China claims almost the entire South China Sea, which includes Second Thomas Shoal, and deploys hundreds of vessels there to patrol the waters and swarm reefs.
Several countries have claims in the strategic waters of the South China Sea but one is aggressively muscling for the rights to everything above and below the water.
Beijing has ignored a 2016 international court ruling that its assertion has no legal basis.
Manila says China’s coast guard and navy vessels routinely block or shadow Philippines ships patrolling the waters.
They also regularly attempt to disrupt re-supply operations to the tiny Philippines garrison on Second Thomas Shoal, according to Manila.
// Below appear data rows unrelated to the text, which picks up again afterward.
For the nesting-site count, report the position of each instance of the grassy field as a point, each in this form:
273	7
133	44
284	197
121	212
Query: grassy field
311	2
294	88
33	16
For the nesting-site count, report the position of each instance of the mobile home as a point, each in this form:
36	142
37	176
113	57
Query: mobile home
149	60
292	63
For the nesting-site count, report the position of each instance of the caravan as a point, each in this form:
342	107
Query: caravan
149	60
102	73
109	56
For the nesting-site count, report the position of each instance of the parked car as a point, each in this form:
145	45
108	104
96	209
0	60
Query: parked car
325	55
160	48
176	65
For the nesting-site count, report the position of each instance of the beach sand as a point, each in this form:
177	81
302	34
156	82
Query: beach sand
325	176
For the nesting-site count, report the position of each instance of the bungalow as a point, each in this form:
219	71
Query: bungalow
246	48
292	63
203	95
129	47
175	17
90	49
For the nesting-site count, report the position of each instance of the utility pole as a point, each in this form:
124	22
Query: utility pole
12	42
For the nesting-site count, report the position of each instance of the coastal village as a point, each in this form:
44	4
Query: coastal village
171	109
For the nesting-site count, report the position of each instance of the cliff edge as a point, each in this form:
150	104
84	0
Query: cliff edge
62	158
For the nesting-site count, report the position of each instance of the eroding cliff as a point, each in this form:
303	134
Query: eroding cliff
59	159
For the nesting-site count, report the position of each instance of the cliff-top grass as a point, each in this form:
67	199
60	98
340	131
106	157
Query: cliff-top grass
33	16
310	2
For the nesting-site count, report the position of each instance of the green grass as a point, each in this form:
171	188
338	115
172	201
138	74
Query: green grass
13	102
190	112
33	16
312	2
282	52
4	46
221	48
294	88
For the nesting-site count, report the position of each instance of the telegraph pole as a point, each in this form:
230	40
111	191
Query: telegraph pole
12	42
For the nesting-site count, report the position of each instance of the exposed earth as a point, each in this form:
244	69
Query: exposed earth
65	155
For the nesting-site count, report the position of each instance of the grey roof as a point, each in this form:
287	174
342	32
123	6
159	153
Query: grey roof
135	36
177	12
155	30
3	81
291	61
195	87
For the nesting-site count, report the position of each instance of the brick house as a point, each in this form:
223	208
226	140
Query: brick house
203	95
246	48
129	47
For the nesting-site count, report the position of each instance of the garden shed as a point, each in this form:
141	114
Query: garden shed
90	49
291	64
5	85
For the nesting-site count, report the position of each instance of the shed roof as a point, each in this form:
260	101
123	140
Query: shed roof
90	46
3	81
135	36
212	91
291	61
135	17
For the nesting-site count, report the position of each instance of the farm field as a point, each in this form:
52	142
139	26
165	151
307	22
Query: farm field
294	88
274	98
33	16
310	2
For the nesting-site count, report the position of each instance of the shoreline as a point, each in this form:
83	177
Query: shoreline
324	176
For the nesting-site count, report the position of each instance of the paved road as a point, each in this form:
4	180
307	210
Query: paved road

The handful of marines from the Philippines deployed on the BRP Sierra Madre depend upon those resupply missions to survive their remote assignment.
In 2014, a Chinese blockade forced the Philippines to drop supplies in by air.
The Philippines coast guard fears China will seek to occupy Second Thomas Shoal if the military detachment leaves.
Why does all this matter?
The South China Sea is seen as a powder keg and many fear a miscalculation or accident could ignite a military conflict.
The Philippines is poorly armed, but the United States has said it would defend its long-time ally in the South China Sea under a decades-old mutual defence pact.
The US has no territorial claim over the waters, but has persisted in conducting its own patrols there, angering Beijing.
Washington says this is to ensure what it terms “freedom of navigation” in the sea, through which trillions of dollars in trade passes annually.